After my husband’s retirement from the active ministry, we moved our membership to another church in town. We arrived at that church on a Sunday night to find that the pastor and his family were not there. They had a family crisis with one of their children, so they stayed at home to talk it out and get it fixed. The pastor put his family first at a time when they needed to be first, and I applaud him for doing that. The family worked out the problem, all the children in that family are now in full-time Christian service, and we were just fine in the worship service with a deacon leading in the absence of the pastor. This would have been unheard in the days when my husband was a pastor. The deacons might have fired him if he had done that!
Change has come into our churches in many ways since my debut as a minister’s wife. In those days, people didn’t clap their hands or raise them in church. Now, we realize clapping or raising hands is a way to worship. It’s hard to believe, but I have seen people walk out of church because the congregation clapped in appreciation of a song. Now we clap for baptisms, which is as it should be. Praise the Lord, another soul comes into the kingdom!
Another difference is in the way some people view divorce. Divorce in a preacher’s household used to mean the end of his ministry. There are times, however, when a man becomes a preacher after his marriage and his wife says, “I didn’t marry a preacher and I won’t be a preacher’s wife.” She cannot handle the pressure. We know preachers today who are still actively serving in churches, after their wives have walked away. We also know preachers who are married to their second wives, after a divorce. Divorce is no longer viewed as the “unpardonable sin” as it once was. We know some wonderful women who became preacher’s wives after their marriage, and are faithfully serving God and loving their husbands. My mother was one of them and she is still a witness for the Lord in the retirement home where she lives at age 91. We are also aware that some places are not as accepting of this as others are. Each church body is different.
Change has come, too, in methods used today. Our music is different. Our youth are different in the way they dress and the things they do. (Who could have imagined paintball or teen rock bands back in the 1950’s or ‘60’s?) In the early days of our ministry, guitars were not considered instruments for use in church. They were played in dance halls and saloons. But today guitars have been sanitized and sanctified, set apart for use in worship. We attended a church recently that had thirteen string instruments and singers on the platform, and nobody was playing the piano.

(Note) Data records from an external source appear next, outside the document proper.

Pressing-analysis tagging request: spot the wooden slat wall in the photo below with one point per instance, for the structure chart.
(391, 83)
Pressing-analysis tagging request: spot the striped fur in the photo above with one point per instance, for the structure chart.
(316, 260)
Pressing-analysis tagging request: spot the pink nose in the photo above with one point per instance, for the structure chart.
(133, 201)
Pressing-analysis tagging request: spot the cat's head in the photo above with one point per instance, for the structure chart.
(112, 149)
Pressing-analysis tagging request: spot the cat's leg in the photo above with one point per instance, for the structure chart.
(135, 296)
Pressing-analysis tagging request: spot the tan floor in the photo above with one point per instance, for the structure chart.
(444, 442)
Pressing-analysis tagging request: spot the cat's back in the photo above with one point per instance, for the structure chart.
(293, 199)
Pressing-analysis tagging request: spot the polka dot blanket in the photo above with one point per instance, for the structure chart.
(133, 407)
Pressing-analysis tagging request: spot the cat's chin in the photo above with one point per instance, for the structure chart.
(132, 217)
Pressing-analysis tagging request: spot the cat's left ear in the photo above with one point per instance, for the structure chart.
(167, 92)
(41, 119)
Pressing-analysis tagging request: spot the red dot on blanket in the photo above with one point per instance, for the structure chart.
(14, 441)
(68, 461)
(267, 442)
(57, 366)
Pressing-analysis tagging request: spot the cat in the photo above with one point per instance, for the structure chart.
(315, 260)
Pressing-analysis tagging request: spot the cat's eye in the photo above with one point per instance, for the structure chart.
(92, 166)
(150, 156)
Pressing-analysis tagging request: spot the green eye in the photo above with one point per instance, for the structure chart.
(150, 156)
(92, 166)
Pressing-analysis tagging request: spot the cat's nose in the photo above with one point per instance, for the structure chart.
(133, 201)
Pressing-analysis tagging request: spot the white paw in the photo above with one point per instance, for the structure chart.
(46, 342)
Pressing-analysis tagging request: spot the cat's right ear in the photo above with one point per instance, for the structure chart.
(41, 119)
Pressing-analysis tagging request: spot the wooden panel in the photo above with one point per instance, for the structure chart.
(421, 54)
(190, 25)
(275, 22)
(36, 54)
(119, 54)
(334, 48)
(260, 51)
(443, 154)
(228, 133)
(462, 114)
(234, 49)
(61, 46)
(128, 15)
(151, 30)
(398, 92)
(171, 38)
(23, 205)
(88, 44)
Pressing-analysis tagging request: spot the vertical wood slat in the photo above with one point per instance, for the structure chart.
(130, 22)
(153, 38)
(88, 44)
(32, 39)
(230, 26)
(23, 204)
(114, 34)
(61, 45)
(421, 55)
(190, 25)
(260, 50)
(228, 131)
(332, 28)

Change comes to every generation. We have to do what is necessary in order to reach people for Jesus. But praise God, He remains the same, our all-knowing, all loving heavenly Father. We still worship and praise that same awesome and holy God. We still bow our heads and talk to Him in prayer, and call upon Him in times of need and stress. We still lead people to faith in Jesus, the only way to salvation. We still see people coming down the aisle to accept him as Savior and follow Him in believer’s baptism. He is the same yesterday, today, and forever.
We did it our way, now church leaders are doing it their way. It is difficult for us, as older adults, to accept a lot of new things. But change is here. It is a part of our churches and our leadership. Let’s try to embrace and accept change, as people continue to come to our loving Father.